En medio de los extraños, descubri el rostro claro de una persona conocida. Nada más verlo, supo de quién se trataba: su hijo, ya desaparecida la cara infantil que, a base de alcohol, había querido olvidar. Habían pasado demasiados años, tantos que su retoño ya era una persona adulta. Caminaba con un móvil en la mano y un gesto de aprensión en el rostro, arrastraba los pies con el ánimo destrozado.

La visión de una cara conocida lo envalentonó, puesto que comprendió que aquella era la única manera de recuperar aquella vida desperdiciada en las calles nocturnas de la ciudad. Se acercó a él, con la esperanza martilleándole el corazón, acompañada de la sensación de que todo iba a ir bien. Sonreía, incluso cuando se puso al lado de su hijo, y farfulló unas palabras.

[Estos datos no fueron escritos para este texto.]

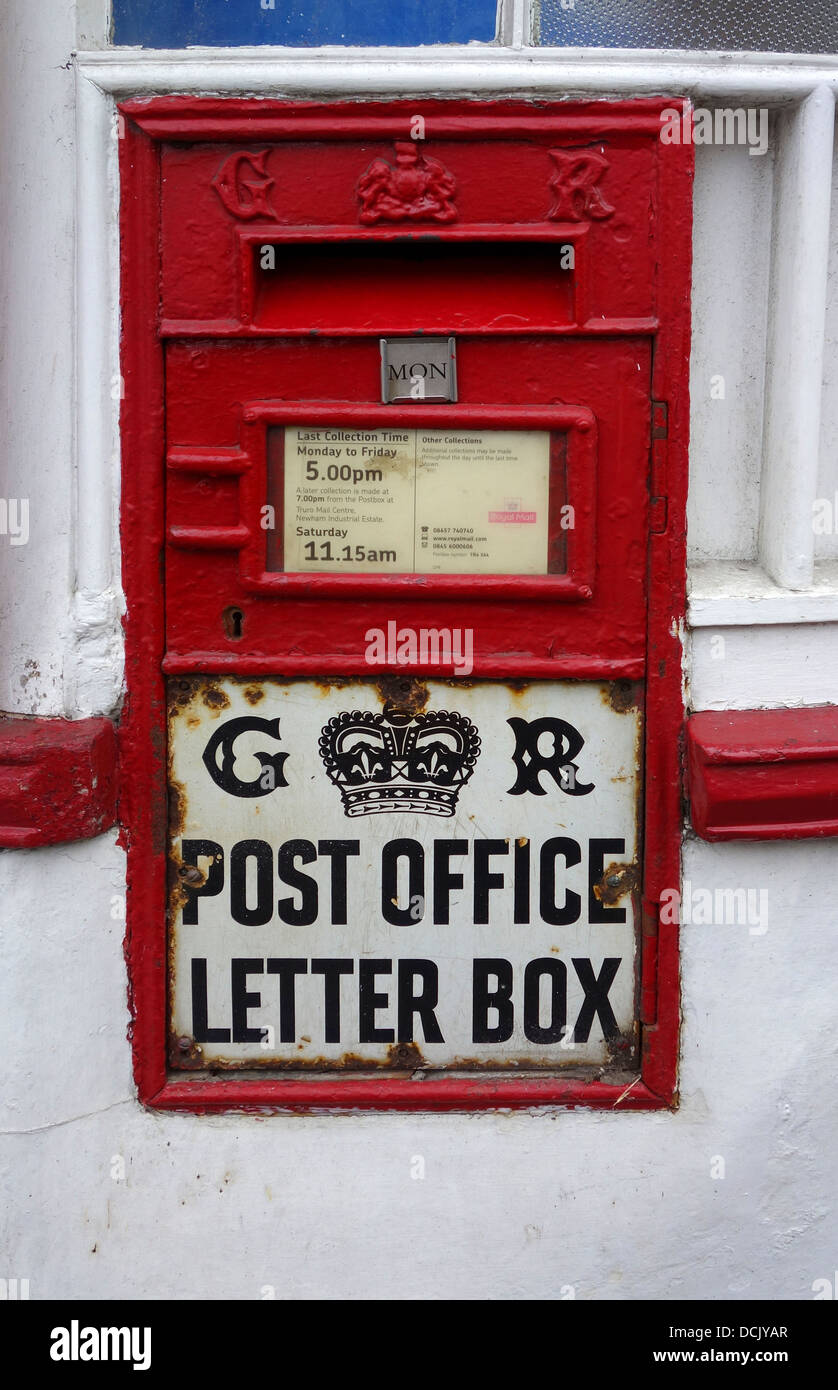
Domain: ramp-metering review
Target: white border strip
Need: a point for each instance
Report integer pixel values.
(460, 68)
(795, 342)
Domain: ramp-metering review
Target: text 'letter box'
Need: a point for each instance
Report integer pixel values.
(403, 546)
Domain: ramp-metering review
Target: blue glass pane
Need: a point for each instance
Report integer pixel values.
(173, 24)
(756, 25)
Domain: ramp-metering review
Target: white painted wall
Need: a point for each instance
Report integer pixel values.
(510, 1205)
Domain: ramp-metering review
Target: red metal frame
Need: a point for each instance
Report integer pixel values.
(142, 734)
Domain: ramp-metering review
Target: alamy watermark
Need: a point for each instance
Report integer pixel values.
(421, 647)
(716, 906)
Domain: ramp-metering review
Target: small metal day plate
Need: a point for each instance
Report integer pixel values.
(418, 369)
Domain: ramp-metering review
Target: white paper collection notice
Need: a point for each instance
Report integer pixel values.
(416, 501)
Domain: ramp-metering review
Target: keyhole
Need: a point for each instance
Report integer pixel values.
(234, 622)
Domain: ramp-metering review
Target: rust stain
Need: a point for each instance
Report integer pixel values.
(402, 694)
(181, 692)
(177, 806)
(405, 1055)
(214, 699)
(185, 1052)
(621, 695)
(616, 881)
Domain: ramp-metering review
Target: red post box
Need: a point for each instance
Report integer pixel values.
(405, 434)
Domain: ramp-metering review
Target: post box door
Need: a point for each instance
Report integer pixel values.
(423, 571)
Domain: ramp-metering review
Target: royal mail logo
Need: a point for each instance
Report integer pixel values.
(399, 762)
(506, 517)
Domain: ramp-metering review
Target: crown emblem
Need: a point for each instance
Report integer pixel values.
(416, 188)
(399, 762)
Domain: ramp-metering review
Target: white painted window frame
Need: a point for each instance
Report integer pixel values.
(783, 587)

El futuro que le esperaba estaba más que claro: su hijo se pondría contento por haber recuperado a su padre. No le cabía duda, su desaparición seguramente le había causado un gran dolor, siendo la única cura el reencuentro con su padre.

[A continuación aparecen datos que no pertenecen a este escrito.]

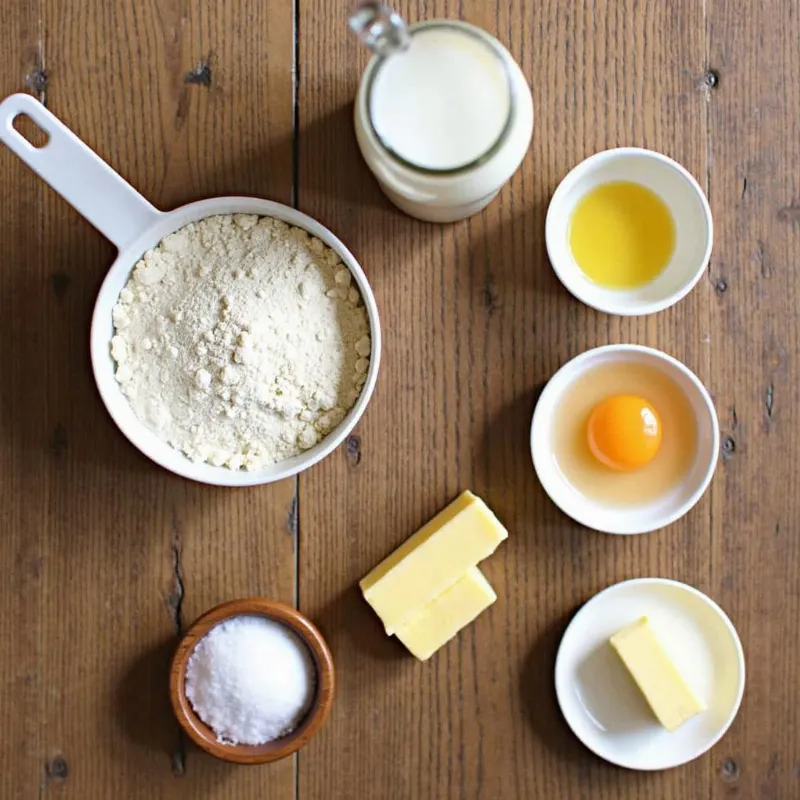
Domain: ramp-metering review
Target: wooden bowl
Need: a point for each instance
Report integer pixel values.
(201, 734)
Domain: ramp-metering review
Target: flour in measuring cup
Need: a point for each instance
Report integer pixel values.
(241, 341)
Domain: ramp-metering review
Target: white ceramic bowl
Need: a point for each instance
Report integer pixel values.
(119, 407)
(686, 202)
(635, 519)
(118, 211)
(602, 704)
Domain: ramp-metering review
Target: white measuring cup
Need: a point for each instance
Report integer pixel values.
(122, 215)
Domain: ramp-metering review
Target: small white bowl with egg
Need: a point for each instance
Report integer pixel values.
(687, 205)
(615, 517)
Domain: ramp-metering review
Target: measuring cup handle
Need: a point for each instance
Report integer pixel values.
(77, 173)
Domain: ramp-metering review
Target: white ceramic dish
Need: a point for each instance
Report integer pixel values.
(602, 704)
(118, 211)
(694, 230)
(634, 519)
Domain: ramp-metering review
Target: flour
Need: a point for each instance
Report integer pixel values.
(241, 341)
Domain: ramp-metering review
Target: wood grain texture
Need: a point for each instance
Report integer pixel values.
(106, 558)
(475, 323)
(111, 556)
(755, 194)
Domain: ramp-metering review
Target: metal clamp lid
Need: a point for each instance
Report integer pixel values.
(380, 28)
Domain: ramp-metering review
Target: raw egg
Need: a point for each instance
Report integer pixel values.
(624, 432)
(615, 460)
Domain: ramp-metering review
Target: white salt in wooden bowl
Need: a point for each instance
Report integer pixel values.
(203, 736)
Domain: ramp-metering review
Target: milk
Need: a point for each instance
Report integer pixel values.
(443, 121)
(442, 103)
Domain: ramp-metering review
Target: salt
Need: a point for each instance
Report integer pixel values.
(251, 680)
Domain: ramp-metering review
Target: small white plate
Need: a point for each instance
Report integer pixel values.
(603, 705)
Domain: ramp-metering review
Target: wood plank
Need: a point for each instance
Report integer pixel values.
(755, 194)
(115, 555)
(23, 447)
(474, 323)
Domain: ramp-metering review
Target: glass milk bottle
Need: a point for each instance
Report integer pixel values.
(443, 114)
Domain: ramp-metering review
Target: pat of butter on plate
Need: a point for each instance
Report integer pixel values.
(432, 560)
(658, 679)
(441, 619)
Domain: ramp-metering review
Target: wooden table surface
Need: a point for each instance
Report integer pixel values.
(106, 557)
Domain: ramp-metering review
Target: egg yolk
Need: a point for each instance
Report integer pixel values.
(624, 432)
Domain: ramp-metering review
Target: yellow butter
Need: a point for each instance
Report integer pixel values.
(669, 697)
(433, 559)
(441, 619)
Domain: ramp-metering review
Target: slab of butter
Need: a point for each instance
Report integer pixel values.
(440, 620)
(433, 559)
(668, 695)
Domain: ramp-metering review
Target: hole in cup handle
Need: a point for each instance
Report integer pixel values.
(77, 173)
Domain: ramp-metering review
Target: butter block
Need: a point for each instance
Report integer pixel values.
(441, 619)
(432, 560)
(666, 692)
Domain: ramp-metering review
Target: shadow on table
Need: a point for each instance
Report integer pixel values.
(538, 695)
(144, 711)
(350, 616)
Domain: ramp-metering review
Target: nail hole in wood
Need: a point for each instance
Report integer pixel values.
(730, 770)
(57, 768)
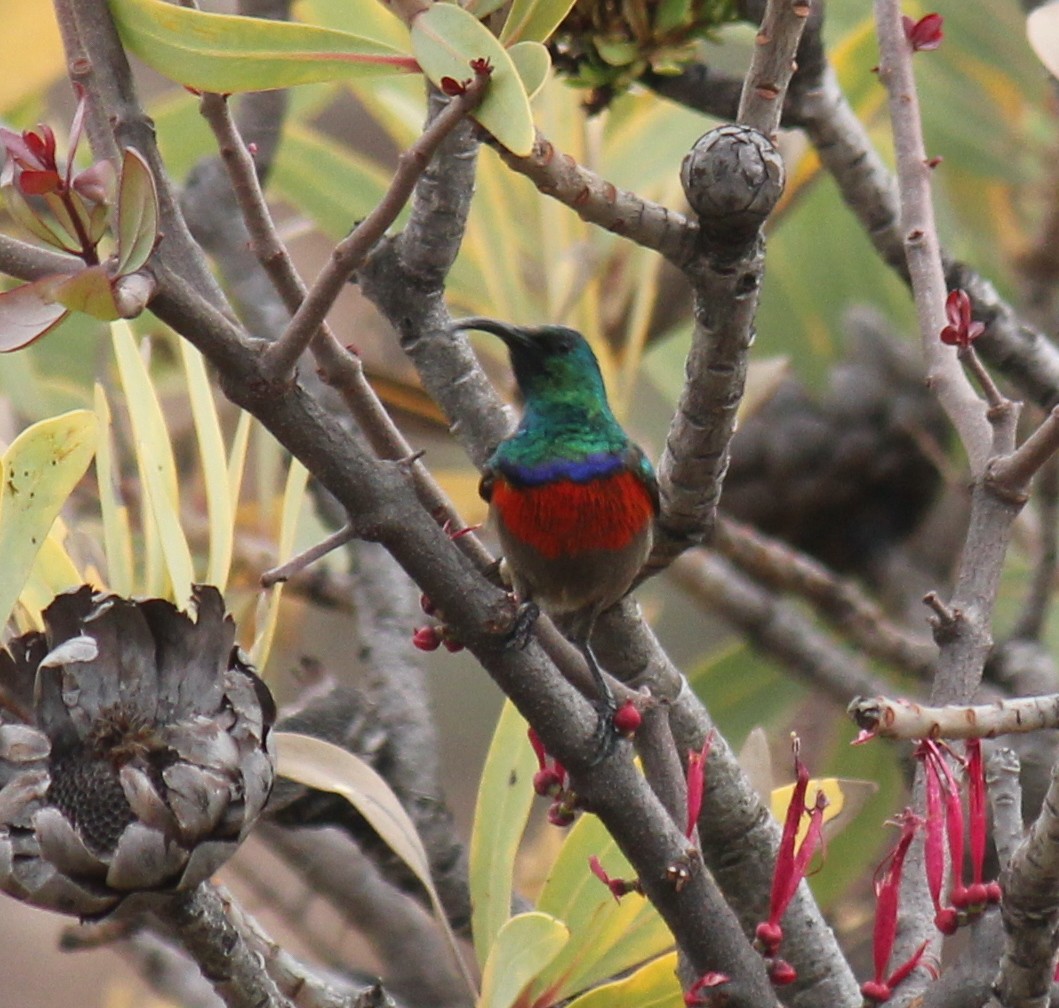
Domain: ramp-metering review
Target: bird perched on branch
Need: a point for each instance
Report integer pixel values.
(573, 499)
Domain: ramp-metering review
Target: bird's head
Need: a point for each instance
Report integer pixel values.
(550, 361)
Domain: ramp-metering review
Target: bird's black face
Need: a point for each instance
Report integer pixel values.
(548, 359)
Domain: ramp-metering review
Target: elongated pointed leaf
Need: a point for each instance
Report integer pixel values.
(504, 796)
(137, 213)
(293, 495)
(607, 937)
(524, 947)
(533, 63)
(27, 312)
(534, 20)
(40, 470)
(219, 52)
(445, 39)
(87, 290)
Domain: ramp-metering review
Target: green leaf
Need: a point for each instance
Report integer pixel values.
(652, 986)
(504, 796)
(445, 39)
(533, 63)
(40, 470)
(326, 181)
(328, 768)
(534, 20)
(117, 535)
(27, 312)
(293, 495)
(137, 213)
(87, 290)
(212, 457)
(524, 947)
(219, 52)
(606, 936)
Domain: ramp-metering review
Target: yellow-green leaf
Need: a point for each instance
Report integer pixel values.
(533, 63)
(524, 947)
(226, 53)
(117, 536)
(445, 39)
(40, 470)
(137, 213)
(534, 20)
(27, 312)
(504, 796)
(606, 936)
(211, 443)
(293, 493)
(149, 431)
(651, 986)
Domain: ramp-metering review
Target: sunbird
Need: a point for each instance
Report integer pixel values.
(572, 497)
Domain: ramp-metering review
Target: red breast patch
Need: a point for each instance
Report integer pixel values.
(564, 518)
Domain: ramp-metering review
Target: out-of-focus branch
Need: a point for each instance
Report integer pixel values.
(919, 235)
(1030, 911)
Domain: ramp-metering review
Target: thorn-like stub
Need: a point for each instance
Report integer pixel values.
(733, 177)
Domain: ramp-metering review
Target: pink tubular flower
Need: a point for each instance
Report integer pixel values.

Además, su hijo también lo ayudaría. Gracias a él, lograría escapar del agujero lleno de fango en el cual estaba hundiéndose cada vez más y más. Al escuchar las palabras que el padre había pronunciado, el hijo levantó la cabeza del móvil y lo miró durante unos segundos eternos. Al final, dijo lo siguiente:

—Tome, buen hombre.

Y le puso en la mano una moneda de diez céntimos. Acto seguido, se dio la vuelta y se marchó sin mirar ni una sola vez para atrás. El hombre se quedó temblando en mitad de la calle, con la mirada borrosa por lágrimas: su propio hijo no lo recordaba, su propio hijo se había olvidado de él.

Miró la moneda que sostenía en la mano, borrosa por su continuo llorar. Comprendió que no había nada que recuperar, ya que lo había perdido todo y el único camino que le quedaba era quitarse la vida.

En seguida supo como hacerlo: iría a la estación de trenes y se lanzaría en frente de uno cualquiera. Esperaba que hubiera mucha gente, puesto que aunque su vida había sido poco destacable, esperaba que por lo menos su muerte quedara grabada en la mente de, al menos, un centenar de personas.